FLEW: Yes, absolutely right. What Deists, such as the Mr. Jefferson who drafted the American Declaration of Independence, believed was that, while reason, mainly in the form of arguments to design, assures us that there is a God, there is no room either for any supernatural revelation of that God or for any transactions between that God and individual human beings.
Dang, that was an irritating clip. Why did Today let Meyer talk so much more of the time than Jones? Started with him, ended with him, let him go on and on each time he spoke; then Jones would reply for about fifteen seconds, then back to Meyer. What will most listeners take away from that? That Meyer is the real expert and that Jones is just some grouch. And then as Anthony says, of course the bit at the end. There wouldn’t be any damn controversy if entities like Today didn’t keep paying too much attention. Next up: the controversy over the flat earth.
Is Stephen C Meyers article in First Things in April 2000 as misleading, in your opinion, as some of the correspondence in October 2000 seem to indicate it is?
Yes. I thought about fisking the Meyers article, but there was so much that was so wrong that I gave up after scribbling half a page of notes. One point that made me smile though: he makes a comparison between the simplicity of spontaneously growing crystals and our discovery of the complexity of DNA; the only reason we know the structure of DNA is because we can make crystals of it.
For others’ benefit, here are links to the original article and the correspondence.
I’m pretty strident about this stuff, but I’d be shy, even in irony, of making the comparison with arguments about the flatness or otherwise of Earth.
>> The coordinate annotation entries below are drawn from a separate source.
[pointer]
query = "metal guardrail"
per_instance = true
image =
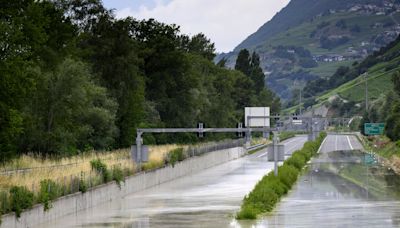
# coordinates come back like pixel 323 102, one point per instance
pixel 256 147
Much as I admire Ophelia and Jeremy’s work in keeping darkness at bay, I have to concede that most scientists in the area are fumbling around in the gloom when it comes to explaining the emergence of life. In the absence of direct evidence or measurement there is probably a good case to be made by clever and well-informed critics of most stories about the origins of life (and they are stories). Funny thing is, most people in the “clever and well-informed” category don’t make such a case. When people do, it’s usually to advance a silly alternative.
(Or to put it another way, I picked up that comparison from Jones and was too lazy and dim to think of my own.)
Well…I guess I’m just that bit more strident. Modest, reasonable, humble to a fault, but strident. (And I picked up the flat earth comparison from Jones in that clip, so it seemed apposite…)
What I love about this sort of thing is that it invokes what some philosopher or other called “the God of the gaps”: find something that science has not yet explained and claim that that’s where God is. I love it because it’s inherently self-defeating, as the number of things unexplained by science is ever-decreasing. Sensible theists see that one coming and simply state that religion and science are addressing separate issues and should not confuse each other’s territory, which is fair enough. The theists who latch on to this sort of thing are idiots, in that they are sowing the seeds of the destruction of their own beliefs. Yay!